How We Built and Evaluated AI Chatbots with Self-Hosted n8n and LangSmith

Introduction: Why Chatbot Evaluation Is No Longer Optional

The first wave of AI chatbots focused on response generation. The second wave must focus on reliability.

At Framework Friday, we build agentic systems that don't just talk — they trace, evaluate, and improve themselves.

In this post, we share how our Tiger Team built a production-ready chatbot stack using self-hosted n8n for orchestration and LangSmith for evaluation and observability. It's modular, private, and performance-verified — built for operators who care about what's actually happening under the hood.

From Automation to Observability: The Shift in Chatbot Design

Today's LLM apps are complex, multi-step systems. Without full evaluation, you risk:

Burned tokens and unknown costs
Hallucinated answers that go unnoticed
Manual QA that can't scale
No way to prove ROI

That's why we built evaluation into the system from the start — not as an afterthought.

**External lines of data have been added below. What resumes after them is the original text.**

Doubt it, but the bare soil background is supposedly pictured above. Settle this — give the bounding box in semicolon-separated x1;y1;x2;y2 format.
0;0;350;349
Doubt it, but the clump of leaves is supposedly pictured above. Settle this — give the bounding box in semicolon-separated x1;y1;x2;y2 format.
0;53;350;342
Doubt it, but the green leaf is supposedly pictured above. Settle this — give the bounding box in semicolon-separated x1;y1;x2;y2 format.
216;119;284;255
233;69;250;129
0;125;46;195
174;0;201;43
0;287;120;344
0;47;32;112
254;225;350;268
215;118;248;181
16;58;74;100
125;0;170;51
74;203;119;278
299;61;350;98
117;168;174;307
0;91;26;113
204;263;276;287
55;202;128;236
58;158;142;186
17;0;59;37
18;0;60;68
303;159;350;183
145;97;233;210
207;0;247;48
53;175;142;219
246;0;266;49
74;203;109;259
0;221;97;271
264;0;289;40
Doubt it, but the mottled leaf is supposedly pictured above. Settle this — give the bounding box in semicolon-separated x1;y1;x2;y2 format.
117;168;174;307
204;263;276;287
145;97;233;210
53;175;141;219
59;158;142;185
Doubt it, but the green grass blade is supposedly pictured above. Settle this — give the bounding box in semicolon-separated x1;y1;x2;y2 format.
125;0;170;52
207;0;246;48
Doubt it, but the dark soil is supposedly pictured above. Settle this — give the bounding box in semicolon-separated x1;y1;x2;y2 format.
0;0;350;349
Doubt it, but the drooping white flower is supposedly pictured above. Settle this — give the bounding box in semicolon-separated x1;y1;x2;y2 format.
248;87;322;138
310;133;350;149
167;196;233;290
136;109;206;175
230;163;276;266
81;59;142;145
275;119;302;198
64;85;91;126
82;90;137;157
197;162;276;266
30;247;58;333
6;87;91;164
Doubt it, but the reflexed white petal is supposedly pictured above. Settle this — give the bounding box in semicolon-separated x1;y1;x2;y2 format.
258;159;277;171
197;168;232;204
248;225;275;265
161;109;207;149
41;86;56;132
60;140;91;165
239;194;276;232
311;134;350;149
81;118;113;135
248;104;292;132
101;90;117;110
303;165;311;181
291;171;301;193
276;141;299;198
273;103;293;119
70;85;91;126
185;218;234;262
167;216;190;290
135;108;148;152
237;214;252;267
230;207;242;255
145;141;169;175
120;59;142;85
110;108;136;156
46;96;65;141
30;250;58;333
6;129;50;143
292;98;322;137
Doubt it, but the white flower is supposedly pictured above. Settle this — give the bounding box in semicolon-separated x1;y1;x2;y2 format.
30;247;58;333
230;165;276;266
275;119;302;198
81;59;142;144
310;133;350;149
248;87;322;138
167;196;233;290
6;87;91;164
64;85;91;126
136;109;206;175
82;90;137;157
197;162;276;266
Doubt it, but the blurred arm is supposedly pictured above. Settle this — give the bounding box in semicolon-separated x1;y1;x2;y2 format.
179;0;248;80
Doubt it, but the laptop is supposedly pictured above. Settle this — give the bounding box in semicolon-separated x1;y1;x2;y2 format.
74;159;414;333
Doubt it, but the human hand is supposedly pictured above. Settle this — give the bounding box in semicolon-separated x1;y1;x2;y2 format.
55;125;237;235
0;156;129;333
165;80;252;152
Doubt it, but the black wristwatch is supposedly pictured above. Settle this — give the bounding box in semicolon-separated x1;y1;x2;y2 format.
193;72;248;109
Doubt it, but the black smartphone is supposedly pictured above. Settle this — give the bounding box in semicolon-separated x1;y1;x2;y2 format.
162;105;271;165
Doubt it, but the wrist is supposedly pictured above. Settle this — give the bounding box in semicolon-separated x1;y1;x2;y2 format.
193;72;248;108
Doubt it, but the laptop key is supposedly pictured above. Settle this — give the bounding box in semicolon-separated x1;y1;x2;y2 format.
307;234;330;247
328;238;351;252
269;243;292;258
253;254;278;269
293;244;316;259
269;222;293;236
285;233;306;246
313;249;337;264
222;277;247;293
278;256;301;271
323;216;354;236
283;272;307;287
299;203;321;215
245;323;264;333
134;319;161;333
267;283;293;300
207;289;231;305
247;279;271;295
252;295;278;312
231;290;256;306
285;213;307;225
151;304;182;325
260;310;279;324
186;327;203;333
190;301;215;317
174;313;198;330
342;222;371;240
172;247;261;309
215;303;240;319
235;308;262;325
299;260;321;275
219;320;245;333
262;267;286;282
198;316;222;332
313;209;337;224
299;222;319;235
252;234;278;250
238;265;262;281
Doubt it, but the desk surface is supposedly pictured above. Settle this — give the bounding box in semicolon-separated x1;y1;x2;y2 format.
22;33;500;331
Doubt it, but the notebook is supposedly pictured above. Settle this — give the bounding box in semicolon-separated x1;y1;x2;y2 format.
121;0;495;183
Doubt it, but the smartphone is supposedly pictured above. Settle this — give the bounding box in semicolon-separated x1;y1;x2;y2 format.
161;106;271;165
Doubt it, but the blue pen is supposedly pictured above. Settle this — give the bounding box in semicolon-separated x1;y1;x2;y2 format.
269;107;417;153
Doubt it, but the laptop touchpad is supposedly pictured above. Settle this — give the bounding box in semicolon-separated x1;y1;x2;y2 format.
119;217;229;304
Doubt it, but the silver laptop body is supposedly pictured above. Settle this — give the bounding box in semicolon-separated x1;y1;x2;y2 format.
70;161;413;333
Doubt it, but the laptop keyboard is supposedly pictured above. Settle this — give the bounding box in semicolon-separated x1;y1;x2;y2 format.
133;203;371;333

The Framework Friday Stack

Our chatbot system is structured around five core layers:

n8n (self-hosted via Docker) Acts as the central workflow engine, orchestrating logic, memory, and external tools.
LangSmith Provides full evaluation and observability — tracing every step, scoring responses, and logging token usage.
OpenAI GPT-4 (with optional Ollama fallback) Powers the assistant's natural language responses, tuned for accuracy and low temperature.
Supabase Hosts our vector store, storing embedded documents and supporting high-precision retrieval.
Session-based memory (10-turn buffer) Maintains conversational context across multiple messages, scoped by user session ID.

This modular setup gives us control, visibility, and performance — without relying on cloud-native SaaS stacks.

Implementation: How We Built It

1. Self-Hosting n8n with LangSmith Integration

We used Docker Desktop to deploy n8n locally, exposing port 5678 and mapping volumes for persistence.

Key environment variables connected the system to LangSmith:

LANGCHAIN_TRACING_V2=true
LANGCHAIN_ENDPOINT=https://api.smith.langchain.com
LANGCHAIN_API_KEY=your_key
LANGCHAIN_PROJECT=chatbot-evaluation

This gave us a GUI-accessible flow builder with built-in trace logging for every agent run.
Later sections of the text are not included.